9 November - 25 November 2007
Jag arbetar numera oftast förenklat med tre vågräta fält i skilda färger. Färgerna är fria, men åskådaren kan uppleva färgfälten som ett landskap. Detta är nog bland annat för att ögat söker en mening med det vi ser. Det är inte en bild av ett landskap, men det uppfattas som om det vore det.
För mig har detta blivit intressant på så sätt att jag fritt kan skapa en bild utan att fastna i själva föreställandet. Jag kan använda ganska fria färger och de upplevs ändå tillsammans som ett landskap. Jag kan koncentrera mig på själva färgen och förhållandet mellan ytorna. Åskådaren får själv tolka bilden.
Nowadays I most often work in a simplified manner with three horizontal areas in different colours. There may be any colours but the beholder may experience the areas to look like a landscape. It’s probably because the eye seeks a meaning in what we see. It’s not really a picture of a landscape but it will be interpreted as such.
For me this has become interesting because I can freely create a picture without getting stuck in what it’s supposed to depict. I can use relatively free colours and they will still be interpreted as a landscape. I can concentrate on the colour itself and the relationship between the areas. It’s up to the beholder to interpret the picture.

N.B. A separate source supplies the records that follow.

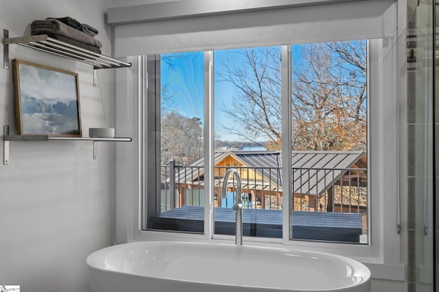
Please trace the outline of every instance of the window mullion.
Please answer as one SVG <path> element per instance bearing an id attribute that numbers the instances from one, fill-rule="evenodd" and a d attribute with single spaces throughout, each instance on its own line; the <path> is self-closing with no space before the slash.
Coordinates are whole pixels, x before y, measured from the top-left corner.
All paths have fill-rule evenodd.
<path id="1" fill-rule="evenodd" d="M 281 109 L 282 109 L 282 241 L 284 243 L 292 237 L 292 49 L 283 46 L 281 55 Z"/>
<path id="2" fill-rule="evenodd" d="M 204 236 L 213 235 L 215 133 L 213 131 L 213 51 L 204 52 Z"/>

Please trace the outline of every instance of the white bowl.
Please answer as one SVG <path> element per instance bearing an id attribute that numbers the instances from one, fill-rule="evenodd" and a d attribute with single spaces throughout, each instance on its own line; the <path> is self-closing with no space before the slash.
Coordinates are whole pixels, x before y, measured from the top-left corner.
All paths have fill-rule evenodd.
<path id="1" fill-rule="evenodd" d="M 114 128 L 89 128 L 88 136 L 91 138 L 113 138 Z"/>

Back in time I was painting in a more depicting way, often landscapes and often painting them right there on the spot. It was a nice feeling to be sitting out there and feel and experience the landscape and the nature – colour, shape, temperature, scents. I saw animals being less afraid because I was sitting pretty still for quite some time in the same spot. But my way of working changed. The way of building a picture changed. Long after that I continued to go out in the landscape to paint. I did it even though I knew beforehand that I wouldn’t create a picture that I could approve of. Finally I had to come to the conclusion that I would no longer find my pictures confronting the landscape. I let go of that kind of locking regarding depicting. After periods of pictures of landscapes used up by mankind, with oil tanks, tank lorries, asphalt plants etc., I slid over towards more independent pictures originating from rust stains. After a period of pictures from details in a few paintings of battle scenes made by the Italian renaissance painter Paolo Ucello, I have been working with pictures with just a few colour areas for the last seven or eight years.

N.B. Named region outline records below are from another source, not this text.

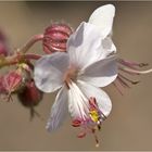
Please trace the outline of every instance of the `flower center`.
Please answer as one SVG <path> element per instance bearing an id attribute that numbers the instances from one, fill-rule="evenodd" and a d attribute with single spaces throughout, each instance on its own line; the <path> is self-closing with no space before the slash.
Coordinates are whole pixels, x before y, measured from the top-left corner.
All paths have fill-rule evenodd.
<path id="1" fill-rule="evenodd" d="M 76 80 L 78 69 L 75 66 L 69 66 L 64 75 L 64 81 L 66 86 L 69 88 L 69 84 Z"/>

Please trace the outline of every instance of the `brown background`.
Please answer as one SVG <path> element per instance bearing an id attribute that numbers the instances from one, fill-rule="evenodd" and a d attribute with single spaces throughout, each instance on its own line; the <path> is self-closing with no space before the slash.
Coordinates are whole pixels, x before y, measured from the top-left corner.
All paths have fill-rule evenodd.
<path id="1" fill-rule="evenodd" d="M 52 21 L 77 27 L 104 3 L 116 7 L 113 40 L 118 54 L 152 67 L 152 2 L 0 2 L 0 26 L 17 48 Z M 41 46 L 31 51 L 40 52 Z M 47 94 L 36 109 L 43 122 L 29 122 L 29 111 L 15 97 L 14 102 L 0 102 L 0 150 L 152 150 L 152 74 L 140 80 L 124 97 L 113 86 L 106 88 L 113 111 L 99 134 L 99 149 L 91 136 L 77 139 L 68 119 L 56 132 L 45 129 L 55 97 Z"/>

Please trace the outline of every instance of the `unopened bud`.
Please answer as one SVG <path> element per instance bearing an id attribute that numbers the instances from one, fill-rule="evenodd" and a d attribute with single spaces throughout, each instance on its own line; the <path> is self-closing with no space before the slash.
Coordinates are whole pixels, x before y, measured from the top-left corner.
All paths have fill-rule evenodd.
<path id="1" fill-rule="evenodd" d="M 7 56 L 8 54 L 9 54 L 9 49 L 7 45 L 7 38 L 2 34 L 2 31 L 0 31 L 0 55 Z"/>
<path id="2" fill-rule="evenodd" d="M 36 106 L 42 100 L 42 92 L 35 86 L 35 83 L 26 83 L 22 92 L 17 93 L 20 102 L 27 107 Z"/>
<path id="3" fill-rule="evenodd" d="M 72 33 L 71 27 L 65 24 L 52 24 L 45 30 L 43 51 L 47 53 L 65 52 L 66 42 Z"/>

The reduction down to three (sometimes more) coloured areas is a limitation in itself. But I have also gained a great freedom within that limitation. A freedom to start with any colour. And a freedom to continue with the colours I want to combine for the moment. It’s been interesting to see how freely the colours can be combined and yet still be interpreted as a landscape. I can vary the impression with differences in colour and in the relative sizes of the areas or with varying the orientation between landscape and portrait.
In my colour combinations I often seek out something calm, as a base for your thoughts to wander around. A point from which you can start seeking out associations. Actually, my pictures are much like an origin for travel inside you. A place for meditation. It’s probably been like that with the creation of the pictures as well. Back in time I was painting more actively, taking a few steps back and then right back with the paintbrush again. Now I mostly sit there watching, thinking and change or adjust a coloured field. Then some more watching, waiting and after a while, new adjustments. That doesn’t mean that the pictures are created rapidly – on the contrary. Mostly I have been over the same coloured field many times with small variations in colour. In time there might be something interesting in the interaction between different layers in the picture. You should be able to slightly notice something from different stage. It can absolutely not be something that feels straight and perfect. The picture shall – just as we humans – have it’s imperfections. It may very well be something annoying that the beholder wants to adjust. What’s perfect is not interesting.
Above all I want the pictures to be a base for meditation or for the free associations of the mind.